Flu cases rise as vaccine supply falls
The supply of the seasonal flu vaccine continues to run low in the province while at the same time levels of flu activity will likely remain the same for the next few weeks.
The Provincial Health Officer revealed Thursday there is a likelihood BC will experience temporary gaps in the supply and availability of the flu vaccine.
Similar challenges are being experienced in other regions of the province as well.
According to the health officer 5,000 more doses are expected to arrive next week and a further 3,000 doses coming the week of Jan 28.
The province has also requested an additional13,000 doses.
These are on top of the 1.401 million doses ordered prior to the start of the flu season.
Interior Health Medical Officer, Dr. Andrew Larder, says the flu numbers have been trending upward since the latter portion of December.
Whether we have seen the peak is hard to tell.

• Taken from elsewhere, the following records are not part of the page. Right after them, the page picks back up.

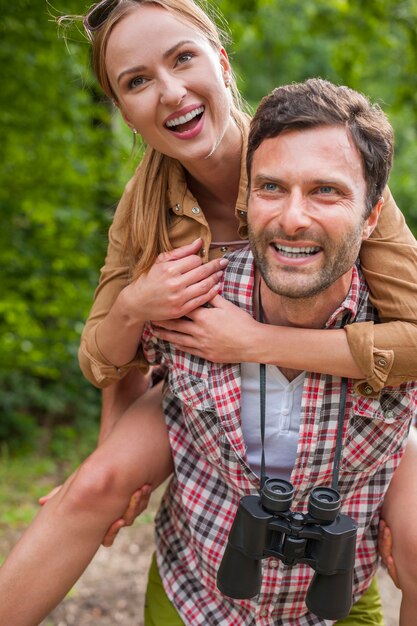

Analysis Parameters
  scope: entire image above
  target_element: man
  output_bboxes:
[143,79,417,626]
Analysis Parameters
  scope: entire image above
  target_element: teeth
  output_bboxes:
[273,243,320,258]
[166,106,204,128]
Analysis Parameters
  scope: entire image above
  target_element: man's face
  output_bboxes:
[248,126,377,298]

"It's not clear if we have reached the peak yet but we are probably close to the peak," says Dr. Larder.
"We will stay at these levels for at least two or three more weeks before we start to see it begin to tail off to normal summer levels."

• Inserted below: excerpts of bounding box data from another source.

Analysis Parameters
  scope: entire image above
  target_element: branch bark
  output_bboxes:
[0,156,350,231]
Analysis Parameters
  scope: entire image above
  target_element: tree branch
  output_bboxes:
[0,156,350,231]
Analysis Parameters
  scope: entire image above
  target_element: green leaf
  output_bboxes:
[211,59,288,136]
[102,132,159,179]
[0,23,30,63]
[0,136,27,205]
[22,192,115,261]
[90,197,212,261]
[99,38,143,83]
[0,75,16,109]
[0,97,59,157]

Dr. Larder says surveillance reports issued by the BCCDC (BC Centre for Disease Control) show this flu season is on par with activity over the past decade.
The difference this year is the people that are being affected.

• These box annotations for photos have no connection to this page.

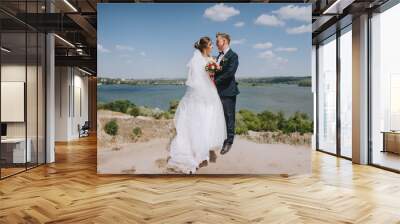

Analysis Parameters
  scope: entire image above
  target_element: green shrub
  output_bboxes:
[257,110,279,131]
[99,100,135,113]
[168,100,179,114]
[129,106,140,117]
[282,112,313,134]
[235,110,313,134]
[162,111,174,119]
[104,120,118,136]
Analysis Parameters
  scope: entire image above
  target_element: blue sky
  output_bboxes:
[97,3,311,79]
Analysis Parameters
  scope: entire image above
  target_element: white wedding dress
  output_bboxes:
[168,50,226,173]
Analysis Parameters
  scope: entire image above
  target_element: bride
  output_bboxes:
[168,37,226,174]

"The thing that is different and the thing that I think has caught people's attention is the virus circulation is predominately the H1N1. This is really the first year since the pandemic year (2009) that has been the case," he says.
He says the H1N1 virus is affecting people in their 20's to 60's.
"It's because that's the population that probably has the lowest levels of resistance to it. They may have been immunized in the pandemic year but a lot of those people probably haven't been immunized since and the protection wanes," he says.
"That isn't the typical group we see cases in and I think that's why it's attracted so much attention and caused concern."
Dr. Larder says that they are the population group that does not have the inherent immunity where as older people and younger kids are part of the ongoing immunization target group each year.
"They have likely had immunizations with the vaccine that contains this virus. It's been in the seasonal flu vaccine since 2009."
The province is continually keeping tabs on serious flu related illness across the province.
As of last Thursday 40 people across the province were in ICU with what is being described as an indicator of severe influenza cases. Nine of those cases were within the Interior Health jurisdiction with at least one at Kelowna General Hospital.
One person, a woman in her 50's from the Okanagan, has died from the H1N1 virus while three other people are suspected to have died from the flu.